Closed jordansissel closed 9 years ago
This issue aims to fix design problems that caused problems like LOGSTASH-1253
Hi Jordan,
Did you think much more on this? My attention is currently drawn to the protocol.
I know one little fix that urgently needs doing in the server part is to spawn an arbiter thread with a non-blocking queue - events yielding to caller are passed via this thread - and connection threads then add to this queue until it hits specific size - once it hits a size it then backs off. Specifically, this prevents a full LogStash queue blocking a connection thread... the arbiter blocks instead and the connection threads back off (sleep loop so can handle errors and even send backoffs/pings back to clients)
The second part is to look at proper sequence acknowledgements and server part to maintain an internal "port" list with last processed sequence number - so upon a recovered connection client can request last processed log - as long as it was within reasonable time frame (since such small info maybe hours...)
If any of this is already considered and even new protocols looked at I'm definitely all ears and might help out! Whatever protocol is decided I don't mind - I was going to just expand the current - although backwards compat difficult since version ignored and any unknown frame will presumedly crash that connection thread?
Thanks and great tool - works especially nice now with the various pulls out there :+1:
Jason
Just for the record here. I've settled at fixing the issues I was having with protocol, and left it functionally in tact. Specifically, redis queue hitting congestion and connections blocking and timing out was fixed, partial acks fully implemented and a cheeky keep alive to stop random timeouts. https://github.com/driskell/logstash-forwarder/tree/protocol_improvements_and_server_client_improvements
I'll PR on request as there's just too many at the moment. Any other features/fixes I'm now going to branch from my own master as the code has diverged too much.
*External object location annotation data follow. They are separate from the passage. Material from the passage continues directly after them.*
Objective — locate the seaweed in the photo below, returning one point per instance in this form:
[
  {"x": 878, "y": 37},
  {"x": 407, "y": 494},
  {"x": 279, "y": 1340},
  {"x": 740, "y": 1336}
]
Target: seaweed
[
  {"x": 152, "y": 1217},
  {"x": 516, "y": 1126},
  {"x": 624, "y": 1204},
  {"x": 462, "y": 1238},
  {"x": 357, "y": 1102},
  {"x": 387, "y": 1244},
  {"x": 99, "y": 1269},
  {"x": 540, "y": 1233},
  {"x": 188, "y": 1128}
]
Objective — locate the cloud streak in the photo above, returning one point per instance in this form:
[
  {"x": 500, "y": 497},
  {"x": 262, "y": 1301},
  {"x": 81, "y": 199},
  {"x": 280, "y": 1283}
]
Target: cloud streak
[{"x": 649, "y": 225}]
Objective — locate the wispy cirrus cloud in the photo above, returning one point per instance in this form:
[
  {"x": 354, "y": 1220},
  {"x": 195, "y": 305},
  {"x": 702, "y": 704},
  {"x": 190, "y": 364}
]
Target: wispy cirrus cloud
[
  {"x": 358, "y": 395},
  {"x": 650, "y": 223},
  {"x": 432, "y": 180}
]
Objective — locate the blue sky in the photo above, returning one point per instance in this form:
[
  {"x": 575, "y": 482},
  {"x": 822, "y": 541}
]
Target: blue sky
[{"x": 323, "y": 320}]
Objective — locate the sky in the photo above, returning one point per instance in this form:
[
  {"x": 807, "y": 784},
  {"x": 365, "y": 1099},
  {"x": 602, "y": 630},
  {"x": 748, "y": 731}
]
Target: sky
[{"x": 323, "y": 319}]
It's also possible a kafka/scribe-style (pull w/ offsets) protocol could work better here as well. Depends! Needs more discussion.
What about CurveMQ? It's still WIP but could be beneficial once it is matured.
I think also there should be a split between transport and application protocol.
This allows the sensitive security stuff to be left to a third party library with wide use and trust.
This project then concentrates on supplementing the transport if required at application level, and imposing requirements on transport.
Also means transport can be easily switched while experimenting until something is settled upon.
lumberjack is doing well enough right now, will revisit in the future if we need a new protocol improvement.
(This was originally longer and more detailed, but then Safari crashed.)